Inside the chapel there are a lot of graffiti engraved on the frescoes themselves, most of them in the lower part of the frescoes.

The old graffiti deserve a special mention, because let's not forget that in those days, when very few people knew how to write, leaving their name, date or an invocation to the Saint was something very different from modern writing that can sometimes be disfiguring and without any value.

The dates found in S. Bernardo delle Forche, as in other chapels in the region, are used for the probable dating, however, prior to the graffiti.

This custom must have been very widespread, and especially among educated and important people.

There is also an abundance of coats of arms and graphite symbols, not only written.

In fig. 4 one bears the date 1559 and the inscription "W Savoia" and the monogram FERT (it is the motto of the House of Savoy, of the Kingdom of Sardinia and the Kingdom of Italy, adopted by Amedeo VI).
The names of the saints are written in elegant gothic characters like many prayers.
A very long inscription is engraved on the edge of the "Good and Bad Prayer".

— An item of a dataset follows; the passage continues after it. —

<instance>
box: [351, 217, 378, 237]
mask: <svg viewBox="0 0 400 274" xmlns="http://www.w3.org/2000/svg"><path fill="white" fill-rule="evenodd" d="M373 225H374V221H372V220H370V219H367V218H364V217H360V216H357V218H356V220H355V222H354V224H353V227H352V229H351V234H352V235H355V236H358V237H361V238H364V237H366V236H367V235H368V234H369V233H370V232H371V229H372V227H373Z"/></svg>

Perhaps they were comments and explanations of the iconography.
Many writings are in German and many others in Latin, often already vulgarized.
Interesting are the human figures hanging from the scaffold, and the one, almost childish in the stretch, of a little horned devil.
Among the symbolic figures we find the so called "Solomon's Knot" (a square dangled on the corners, an ancient symbol commonly used today in northern Europe, where it often appears mainly in English heraldry where it is best known as "Bowen's knot") and a large Cross formed by a braided rope (fig. 5).

Some people must have taken a long time to make the engraving, then made with care, to leave a message of faith or custom, which today comes to us from those distant times as something mysterious or sacred.
Lords and nobles used horses, prelates and rich merchants used mules, but the others all went on foot along the long dusty roads or paths.
The time therefore had another dimension for those people in these centuries, who certainly did not have the anxiety to run of our days, and they could therefore stop to rest for a long time in the half-light of the small chapels and perhaps to shelter from the sun in the days of the summer heat, or the stinging cold of winter nights.

They would then leave on the walls the expression of their gratitude and the testimony of their faith, or they could (in the case of people condemned to the scaffold) have also left their last words written to exorcise fear.